Seit Anfang März haben in Usbekistan mehrere Veranstaltungen unter Beteiligung von Vertretern internationaler Nichtregierungsorganisationen stattgefunden, deren Tätigkeit in Usbekistan nach der blutigen Niederschlagung des Aufstands in Andischan im Mai 2005 beendet wurde. Der Westen hatte damals das Vorgehen der usbekischen Sicherheitskräfte gegen die Demonstranten scharf verurteilt und vergeblich eine internationale Untersuchung der Vorgänge verlangt. Nun sind aber folgende Organisationen nach Usbekistan zurückgekehrt: ICNL (International Center for Non-Profit Law), das Internationale Rote Kreuz, Human Rights Watch sowie die INTRAC (International NGO Traininig and Research Centre).

Neue Taktik der Behörden?

Vermutungen, die Behörden könnten ihre Taktik gegenüber internationalen NGOs geändert haben, kamen erstmals auf, nachdem der Leiter der regionalen Vertretung des Internationalen Roten Kreuzes, Yves Giovannoni, vor Journalisten erklärt hatte, ein "konstruktiver Dialog mit den Behörden in Taschkent" habe die Entscheidung herbeigeführt, die humanitäre Arbeit wieder aufzunehmen.

Gleichzeitig wurde bekannt, dass der neue Leiter von Human Rights Watch in Usbekistan, Igor Woronzow, in Taschkent eine Reihe von Treffen mit Vertretern inländischer Nichtregierungsorganisationen durchgeführt hat. Dies bestätigte der Menschenrechtler Schuchrat Ganiew aus Buchara der Deutschen Welle: "Ich habe mit Woronzow gesprochen. Er hat zwar noch keine Akkreditierung, hält sich aber bereits in Usbekistan auf. Wir haben uns bei einem Briefing in der US-Botschaft getroffen, das einem Bericht zur Lage der Menschenrechte gewidmet war." Ganiew sagte, Human Rights Watch hoffe nun auf eine Akkreditierung. Treffen mit Vertretern usbekischer NGOs würden die Behörden nicht behindern.

Über 300 NGOs geschlossen

Die usbekische NGO "Zentrum für Humanitäres und Recht in Buchara", die von Ganiew geleitet wurde, war von den Behörden im August 2005 verboten worden, nachdem bereits alle internationalen Organisationen aufgelöst oder des Landes verwiesen waren. Insgesamt wurden nach Mai 2005 mehr als 300 NGOs geschlossen, meist mit der Begründung des Justizministeriums, die Tätigkeit der Organisationen stehe nicht im Einklang mit den usbekischen Gesetzen.

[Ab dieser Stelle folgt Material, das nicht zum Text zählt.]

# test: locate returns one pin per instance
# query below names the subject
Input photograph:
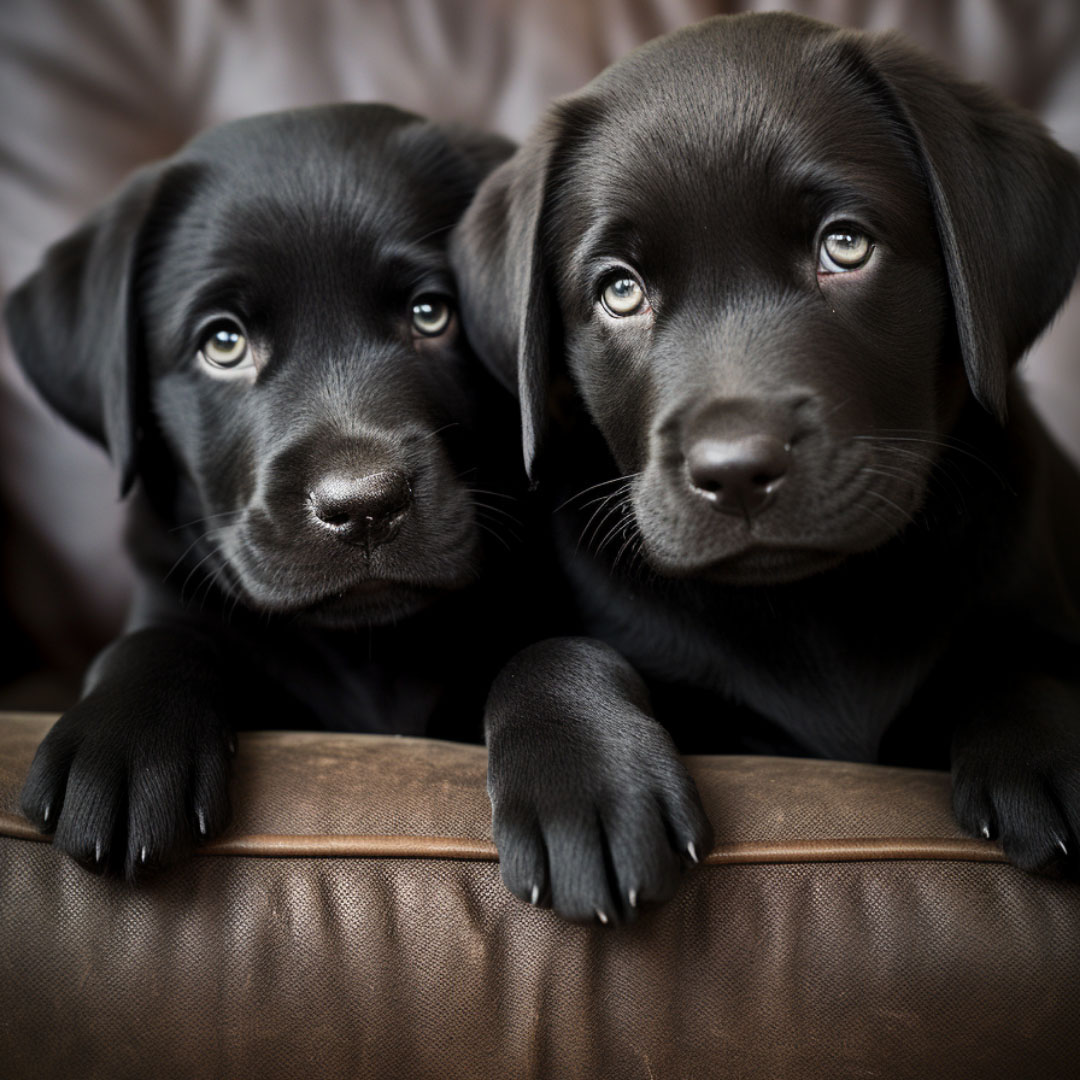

Bis dahin waren in Usbekistan Vertretungen von mehr als 20 großen internationalen Organisationen und Stiftungen tätig, darunter: American Bar Association Central European and Eurasian Law Initiative (ABA CEELI), Eurasia Foundation, Open Society Institute (OSI), Counterpart Consortium, American Councils for International Education: ACTR/ACCELS, International Research and Exchanges Board (IREX), International Center for Non-Profit Law (ICNL), Cooperative Housing Foundation (CHF), Central Asian Free Exchange (CAFE), Mercy Corps, Joint Development Associates (JDA), Human Rights Watch, Freedom House, Northwest Medical Int., Urban Institute, Winrock International, Partnership in Academics and Development (PAD), Partnership for Development Organization (PDO), Crosslink International, Internews und andere.

Neue Akkreditierungs-Behörde

Trotz der positiven Signale, die von den usbekischen Behörden ausgehen und schon als "Tauwetter" bezeichnet werden, raten Experten zu Vorsicht. Es sei noch zu früh, sich zu freuen, weil die Rückkehr der genannten Organisationen offiziell noch nicht bestätigt sei. Sie hätten keine offizielle Akkreditierung und Vertretung. Sicher sei lediglich, dass mit ihnen Gespräche geführt würden. Selbst wenn die internationalen NGOs tatsächlich wieder zugelassen würden, müssten sie wohl unter anderen rechtlichen Bedingungen arbeiten. Inzwischen wurde eine "Nationale Assoziation für Nichtregierungsorganisationen Usbekistans" gegründet, bei der sich sämtliche Organisationen registrieren lassen sollen.